The Sequoia Award award is presented to an IU School of Nursing faculty member who has demonstrated an effort to increase nursing students’ knowledge and understanding of the larger community we serve. (In some cases, there are multiple recipients.) A special presentation is made the year following receipt of the award.
The Special Ambassador Award award is given to an IUSON faculty member who makes exceptional contributions to impact international students by facilitating their successful completion of the program. A special presentation is made the year following receipt of the award.

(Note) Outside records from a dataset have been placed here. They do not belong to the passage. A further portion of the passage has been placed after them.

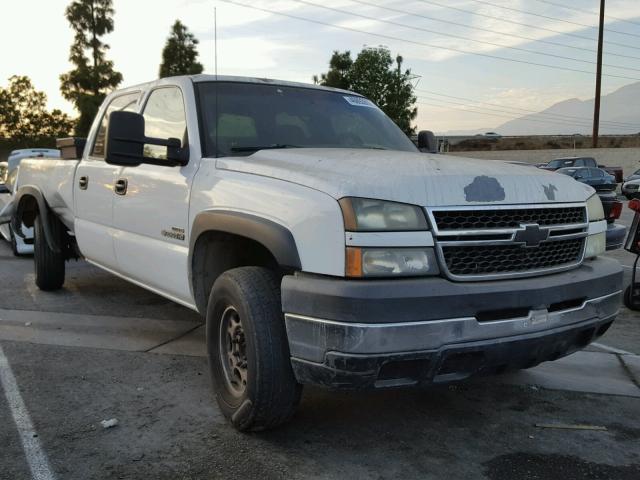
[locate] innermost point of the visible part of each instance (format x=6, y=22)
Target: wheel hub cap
x=233, y=351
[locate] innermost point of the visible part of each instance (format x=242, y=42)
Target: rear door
x=93, y=190
x=151, y=217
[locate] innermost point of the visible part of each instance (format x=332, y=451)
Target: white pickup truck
x=319, y=244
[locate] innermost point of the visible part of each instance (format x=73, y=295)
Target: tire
x=14, y=243
x=245, y=326
x=49, y=265
x=628, y=300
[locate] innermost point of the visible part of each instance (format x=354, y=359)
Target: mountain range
x=619, y=114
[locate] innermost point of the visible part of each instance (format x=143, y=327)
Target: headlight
x=595, y=212
x=367, y=215
x=390, y=262
x=596, y=245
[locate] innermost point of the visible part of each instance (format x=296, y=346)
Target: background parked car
x=584, y=162
x=605, y=185
x=631, y=189
x=596, y=177
x=634, y=176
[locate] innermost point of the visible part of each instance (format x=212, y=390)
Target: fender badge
x=175, y=233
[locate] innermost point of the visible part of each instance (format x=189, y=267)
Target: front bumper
x=359, y=334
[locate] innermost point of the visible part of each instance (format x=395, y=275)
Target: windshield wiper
x=263, y=147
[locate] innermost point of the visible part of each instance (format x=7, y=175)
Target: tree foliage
x=180, y=53
x=24, y=117
x=374, y=75
x=93, y=76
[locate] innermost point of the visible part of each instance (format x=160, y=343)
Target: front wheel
x=49, y=264
x=248, y=352
x=14, y=243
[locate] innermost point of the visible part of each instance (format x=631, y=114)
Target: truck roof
x=233, y=78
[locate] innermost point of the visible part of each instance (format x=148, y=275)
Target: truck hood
x=416, y=178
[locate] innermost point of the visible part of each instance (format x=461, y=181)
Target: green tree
x=374, y=75
x=339, y=70
x=93, y=76
x=180, y=54
x=24, y=117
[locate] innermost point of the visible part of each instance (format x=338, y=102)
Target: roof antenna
x=215, y=41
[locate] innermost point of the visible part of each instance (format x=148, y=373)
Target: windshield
x=241, y=118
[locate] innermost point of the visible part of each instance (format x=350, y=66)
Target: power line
x=509, y=117
x=422, y=44
x=517, y=116
x=488, y=30
x=460, y=37
x=548, y=17
x=523, y=110
x=528, y=25
x=575, y=9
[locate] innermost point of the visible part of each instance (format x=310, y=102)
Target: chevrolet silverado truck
x=319, y=244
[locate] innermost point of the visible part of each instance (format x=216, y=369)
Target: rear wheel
x=248, y=351
x=49, y=265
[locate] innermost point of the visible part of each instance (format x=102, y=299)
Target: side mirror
x=427, y=142
x=126, y=141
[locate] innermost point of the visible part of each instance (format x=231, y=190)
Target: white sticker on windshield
x=360, y=102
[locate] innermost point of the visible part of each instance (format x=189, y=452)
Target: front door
x=151, y=211
x=93, y=191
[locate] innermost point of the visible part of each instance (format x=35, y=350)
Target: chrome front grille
x=507, y=218
x=485, y=243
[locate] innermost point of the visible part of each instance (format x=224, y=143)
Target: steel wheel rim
x=233, y=352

The Diversity Scholar Research Program (DSRP) scholarship is offered by the IUPUI Center for Research and Learning and IU School of Nursing. The award is made to academically talented underrepresented nursing students to facilitate the success of the next generation of nursing researchers and scholars. The IUSON recently supported two underrepresented undergraduate students through the DSRP. These students received financial support and academic mentoring from IUSON faculty.
The Davis-Sams Distinguished Visiting Professorship is named in honor of Anne Mitchem-Davis, the first African American graduate of Indiana University School of Nursing (1953) and Dr. Lauranne Sams, the first African American faculty member hired (1958). Established in 1999 as part of the school’s 85th anniversary celebration, the Davis-Sams Distinguished Visiting Professorship provides an opportunity for a distinguished leader in nursing to spend 2-3 days consulting with faculty, lecturing to students, and engaging with the larger community. Davis and Sams were leaders within Indiana University School of Nursing, so it is appropriate that this visiting professorship honors them as pathfinders, as it annually brings to campus a nurse leader who is a pioneer in the field of nursing.
Indiana University School of Nursing received $50,000 to support students in the school’s Accelerated BSN track who are traditionally underrepresented in the field of nursing and are pursuing second careers in the field. New Careers in Nursing (NCIN) is a program of Robert Wood Johnson Foundation (RWJF) and the American Association of Colleges of Nursing (AACN). Five IUSON students each were awarded a $10,000 NCIN scholarship. In addition to a $10,000 scholarship, NCIN scholars receive other support to help them meet the demands of an accelerated degree program. All NCIN grantee schools maintain a leadership program and a mentoring program for their scholars, as well as a pre-entry immersion program to help scholars learn study, test-taking, and other skills that will help them manage the challenges of an accelerated program.